Beauvoir’s critique of essentialism may be what appeals to me most about the existentialist movement. It says that we should be able to define ourselves, rather than being stuck into ascribed categories that we were born with and cannot escape. It may even be the thing that appeals to me most about postmodernism. Benedict Anderson once mentioned to his class that Jacques Derrida’s experience of being constantly labelled as “Jew” in his childhood gave him a lifelong hostility to being classified.
This sympathy puts me, and most of my contemporaries, at some distance from a number of classical philosophical traditions. Those traditions often prescribed separate functional roles for men and women. For Confucius the essence of proper human living is to structure the social order by five relationships, one of which is that between husband and wife; Mencius specifies that this particular relationship should be characterized by differentiation or distinction (bié 別). Mencius spells out such a distinction with an example from the Book of Rites: “A prince ploughs himself, and is assisted (by the people) to supply the millet for sacrifice. His wife keeps silkworms and unwinds their cocoons, to make the garments for sacrifice.” (Mencius 3B:3)

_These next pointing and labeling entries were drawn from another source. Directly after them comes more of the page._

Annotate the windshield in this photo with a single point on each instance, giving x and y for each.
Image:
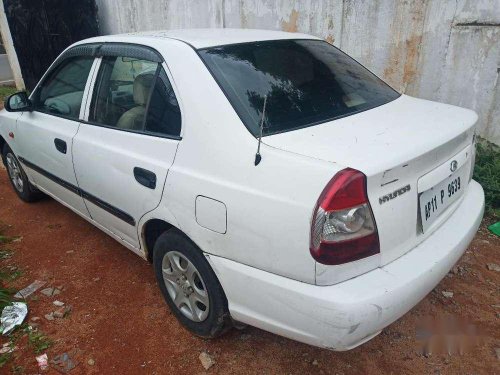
(306, 82)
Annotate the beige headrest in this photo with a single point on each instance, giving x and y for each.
(142, 87)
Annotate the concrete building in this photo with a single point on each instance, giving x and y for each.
(444, 50)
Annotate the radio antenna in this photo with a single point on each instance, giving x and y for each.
(258, 158)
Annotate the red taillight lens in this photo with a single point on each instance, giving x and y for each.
(343, 228)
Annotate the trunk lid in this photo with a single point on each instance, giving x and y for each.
(407, 142)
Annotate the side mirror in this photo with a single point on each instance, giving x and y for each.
(18, 102)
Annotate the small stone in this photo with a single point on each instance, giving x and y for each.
(62, 312)
(206, 360)
(493, 267)
(49, 316)
(49, 292)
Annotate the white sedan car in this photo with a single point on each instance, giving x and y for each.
(270, 178)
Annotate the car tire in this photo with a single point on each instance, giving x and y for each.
(172, 253)
(18, 179)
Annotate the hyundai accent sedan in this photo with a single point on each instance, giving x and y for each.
(270, 178)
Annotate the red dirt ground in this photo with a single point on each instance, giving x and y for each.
(120, 320)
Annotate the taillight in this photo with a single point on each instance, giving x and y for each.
(343, 228)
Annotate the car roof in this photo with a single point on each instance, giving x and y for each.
(203, 38)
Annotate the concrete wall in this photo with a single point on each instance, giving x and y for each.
(444, 50)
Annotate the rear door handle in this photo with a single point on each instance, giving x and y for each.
(145, 177)
(61, 145)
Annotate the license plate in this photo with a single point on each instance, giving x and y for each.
(435, 200)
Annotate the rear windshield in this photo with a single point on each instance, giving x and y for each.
(306, 82)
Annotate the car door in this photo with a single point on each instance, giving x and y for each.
(45, 135)
(123, 150)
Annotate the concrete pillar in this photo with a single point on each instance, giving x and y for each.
(9, 48)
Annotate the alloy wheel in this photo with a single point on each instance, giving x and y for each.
(185, 286)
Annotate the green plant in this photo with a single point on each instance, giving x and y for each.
(5, 254)
(37, 340)
(487, 173)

Confucius and Mencius accompany this distinction, as is so often the case with gender distinctions, with subordination: “to be docile (shùn 顺) is the Way of a wife or concubine” (Mencius 3B:2). Fortunately, I think, relatively few would defend such explicit subordination today. But there do remain a large number of people who defend the complementarity described in the passage about ploughing and silkworms; contemporary conservative monotheists, especially, often take up a complementarianism that views men and women as naturally having distinct but equal roles.
I disagree with such a complementarian view and I imagine most of my readers do too. That view is certainly far away from the ideals of the transgender movement. But it is worth thinking about why we disagree with such a view. We may be suspicious that the equality supposedly put forth by complementarianism is not real equality. I think that’s a reasonable suspicion, and that might be reason enough to oppose it. But I suspect the majority of us would object to complementarianism even if we could be assured it was real equality between the male and female roles. I certainly would. And we should think about why.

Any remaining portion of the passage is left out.